ミャンマーのヤンゴンにある中国大使館の前でクーデターに抗議するデモ隊。中国がミャンマーの軍を支援していると非難するプラカードを掲げている。(2021年2月11日、写真:AP/アフロ)

(川島 博之:ベトナム・ビングループ、Martial Research & Management 主席経済顧問)

 ミャンマー・ヤンゴンの中国大使館の前で数百人のデモ隊が「ミャンマーを支持せよ。独裁者を支持するな」と中国語と英語で書かれたプラカードを掲げて抗議活動を行ったというニュースが報じられた(2021年2月11日、ロイター)。

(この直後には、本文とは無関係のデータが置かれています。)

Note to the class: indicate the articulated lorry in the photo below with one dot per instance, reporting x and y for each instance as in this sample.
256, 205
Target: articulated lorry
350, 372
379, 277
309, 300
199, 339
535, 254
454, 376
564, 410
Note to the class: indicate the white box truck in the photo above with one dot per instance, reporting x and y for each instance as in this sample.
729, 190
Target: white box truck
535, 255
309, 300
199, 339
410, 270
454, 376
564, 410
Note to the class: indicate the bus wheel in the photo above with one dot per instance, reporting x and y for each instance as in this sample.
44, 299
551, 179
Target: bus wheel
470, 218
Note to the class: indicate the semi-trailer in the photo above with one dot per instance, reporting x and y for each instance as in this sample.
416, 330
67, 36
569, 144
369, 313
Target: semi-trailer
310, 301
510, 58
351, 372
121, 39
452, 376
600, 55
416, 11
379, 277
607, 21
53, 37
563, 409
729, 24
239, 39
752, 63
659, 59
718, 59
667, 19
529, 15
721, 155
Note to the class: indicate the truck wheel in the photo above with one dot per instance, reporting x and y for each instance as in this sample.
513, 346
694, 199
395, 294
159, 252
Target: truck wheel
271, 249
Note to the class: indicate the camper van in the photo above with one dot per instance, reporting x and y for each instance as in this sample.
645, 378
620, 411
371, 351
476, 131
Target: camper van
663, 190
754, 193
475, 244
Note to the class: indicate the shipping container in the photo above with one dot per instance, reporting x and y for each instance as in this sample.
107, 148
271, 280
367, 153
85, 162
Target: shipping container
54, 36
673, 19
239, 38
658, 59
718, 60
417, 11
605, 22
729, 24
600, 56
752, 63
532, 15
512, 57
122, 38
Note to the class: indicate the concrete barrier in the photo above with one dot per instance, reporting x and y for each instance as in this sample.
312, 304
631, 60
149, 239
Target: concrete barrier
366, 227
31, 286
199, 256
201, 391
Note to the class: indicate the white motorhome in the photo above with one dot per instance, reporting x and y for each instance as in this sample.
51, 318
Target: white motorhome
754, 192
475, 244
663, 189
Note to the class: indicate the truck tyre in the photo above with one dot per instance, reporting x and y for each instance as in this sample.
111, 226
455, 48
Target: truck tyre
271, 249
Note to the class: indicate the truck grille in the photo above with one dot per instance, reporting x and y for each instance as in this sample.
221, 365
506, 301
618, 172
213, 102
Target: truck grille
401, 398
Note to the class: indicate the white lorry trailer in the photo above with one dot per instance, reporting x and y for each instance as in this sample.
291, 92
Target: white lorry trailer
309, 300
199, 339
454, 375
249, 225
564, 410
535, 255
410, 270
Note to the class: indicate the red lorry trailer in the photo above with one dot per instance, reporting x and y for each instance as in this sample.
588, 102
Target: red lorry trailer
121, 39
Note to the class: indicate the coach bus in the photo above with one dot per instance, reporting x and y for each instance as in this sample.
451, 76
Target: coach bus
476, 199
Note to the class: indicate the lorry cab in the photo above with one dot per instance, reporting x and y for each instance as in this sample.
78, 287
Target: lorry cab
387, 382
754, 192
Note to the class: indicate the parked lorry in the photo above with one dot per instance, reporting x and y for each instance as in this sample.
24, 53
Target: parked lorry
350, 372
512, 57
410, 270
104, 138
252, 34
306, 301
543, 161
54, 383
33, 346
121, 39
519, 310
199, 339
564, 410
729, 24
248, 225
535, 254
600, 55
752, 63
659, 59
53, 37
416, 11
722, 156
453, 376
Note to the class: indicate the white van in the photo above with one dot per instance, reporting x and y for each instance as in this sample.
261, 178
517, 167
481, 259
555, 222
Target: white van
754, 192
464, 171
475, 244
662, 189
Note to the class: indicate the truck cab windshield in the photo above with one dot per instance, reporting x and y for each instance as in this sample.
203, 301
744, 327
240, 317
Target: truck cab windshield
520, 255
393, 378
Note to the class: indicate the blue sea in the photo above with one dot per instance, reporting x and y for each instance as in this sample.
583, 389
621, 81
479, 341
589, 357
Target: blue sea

 多くのミャンマー人が、今回のクーデターに中国が関わっていると思っている。ミャンマー人だけではない。世界の多くの国が中国の関与を疑っている。

 米中対立が激化する中、中国にとってミャンマーの重要性が増している。それはミャンマーに石油パイプラインを造れば、マラッカ海峡や南シナ海が封鎖されても、中東からタンカーで運ばれた石油をミャンマーで陸揚げして中国に運び入れることができるからだ。

ミャンマー経済を牛耳る華僑

 米国のバイデン政権はクーデターを非難したものの、それほど強い制裁を課さなかった。強く制裁すると、ミャンマーを中国側に追いやってしまうと考えたからだ。

 しかし、日本では意外に知られていないがミャンマーは親中国ではない。ミャンマーの人々は中国を恐れるとともに嫌っている。